The war cries cracked the air like fragmented shards of thunder, distant but drawing closer with every beat of a man’s heart.
“They’re after the horses, men!” a high-pitched voice cried out from among those on the west.
For Bull it was time to ride.
That same voice again hurled itself over the throbbing camp, men and animals startled into motion, curses and orders and shouts and cries of confusion creating pure bedlam.
“Turn out! The bastards are after our horses. Turn out! Get hold of the—”
For Bull the white war chief’s last few words were drowned under the onrush of the pony thieves. Bad Tongue and his Brule, along with Starving Elk and Little Hawk, all tore into the west side of the white man’s camp, every last throat of theirs shouting and shrieking. They flapped blankets and rattled dried buffalo hides, one of the Lakota beating on that small drum, the rest blowing on eagle wing-bone whistles they carried about their necks—making noise enough for twice their number.
A new voice bawled as Bull tore into the camp unheard for the deafening racket. “Get your asses up and moving, boys!
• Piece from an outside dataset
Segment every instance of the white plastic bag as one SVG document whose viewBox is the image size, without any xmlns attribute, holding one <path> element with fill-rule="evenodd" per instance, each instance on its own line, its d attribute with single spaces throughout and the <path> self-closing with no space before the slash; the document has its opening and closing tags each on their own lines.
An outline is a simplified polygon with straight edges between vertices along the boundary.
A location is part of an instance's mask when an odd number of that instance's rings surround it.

Indians!”
“Turn out, men!” someone else ordered, a tall, thin one suddenly in the midst of the camp a heartbeat later.
It was he that Bull chose for his first ride-down on that sandy ground, as the figures ahead of him dropped to their knees, throwing rifles to their shoulders, spitting bright, blinding orange flame from the muzzles, a noise no louder than the pounding of his own heart in his ears.
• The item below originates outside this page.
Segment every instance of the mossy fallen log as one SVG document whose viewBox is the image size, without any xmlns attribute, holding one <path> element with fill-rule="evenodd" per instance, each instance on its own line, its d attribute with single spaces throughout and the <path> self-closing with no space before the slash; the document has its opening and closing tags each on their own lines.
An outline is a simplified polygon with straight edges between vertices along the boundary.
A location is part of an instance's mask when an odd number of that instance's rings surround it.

White men—and he had his pick of them as he leapt the pony over a mound of baggage.
“I dropped that bastard!” someone yelled far ahead across the camp.
Then of a sudden the first of the white men turned, finding the lone warrior among them, the stone club at the end of his arm swinging in a red-orange, dizzying blur out of the coming sunlight.
“Jesus-God! The Injuns behind us too!”
Ahead of him the white men dived this way and that, some struggling to control their rearing horses as he rode them down. Again and again he swung the iron-studded war club, driving it at any target: white enemy, his horses and mules.
Across camp, on the west, one of the red horsemen trembled, then toppled from his pony onto the gray, unforgiving plain, where he was lost in the darkness of the grassy sage.
“Less’n a dozen of the bastards!”
“Hold those horses! Hold those—”
Bull’s throat hurt with the cry he bellowed at the white men—unable to remember when he had started to holler, knowing he had never stopped once he had begun that charge into their camp.
“Goddammit—shoot when you got something to shoot at!”
Bad Tongue and the rest of the warriors were rushing toward Bull, having reached the far western edge of the fire-dotted camp itself, having spooked the big horses and the braying mules.
Screeching horsemen rattled their rawhide and blew their shrieking, frightening death whistles, joining the whinnying horses and brass-lunged pack animals, along with the sporadic gunshots from the pickets—that entire camp thundered into instant pandemonium. Every white man had come to his feet and gone among the animals, furiously pulling at hobbles and reins. Likely some of the white enemy had lashed their horses to their belts through the night rather than trust to picket pins. As Bull charged among them screeching his war song, some of the white men waved pistols at him, seeming unsure of their shots as others stomped at the coals of their fires to kill the bloody backlight.
His pony collided against a big American horse, almost going down, High-Backed Bull nearly unhorsed as the pony careened sideways, then regained its legs. He whirled about, sawing the single rein.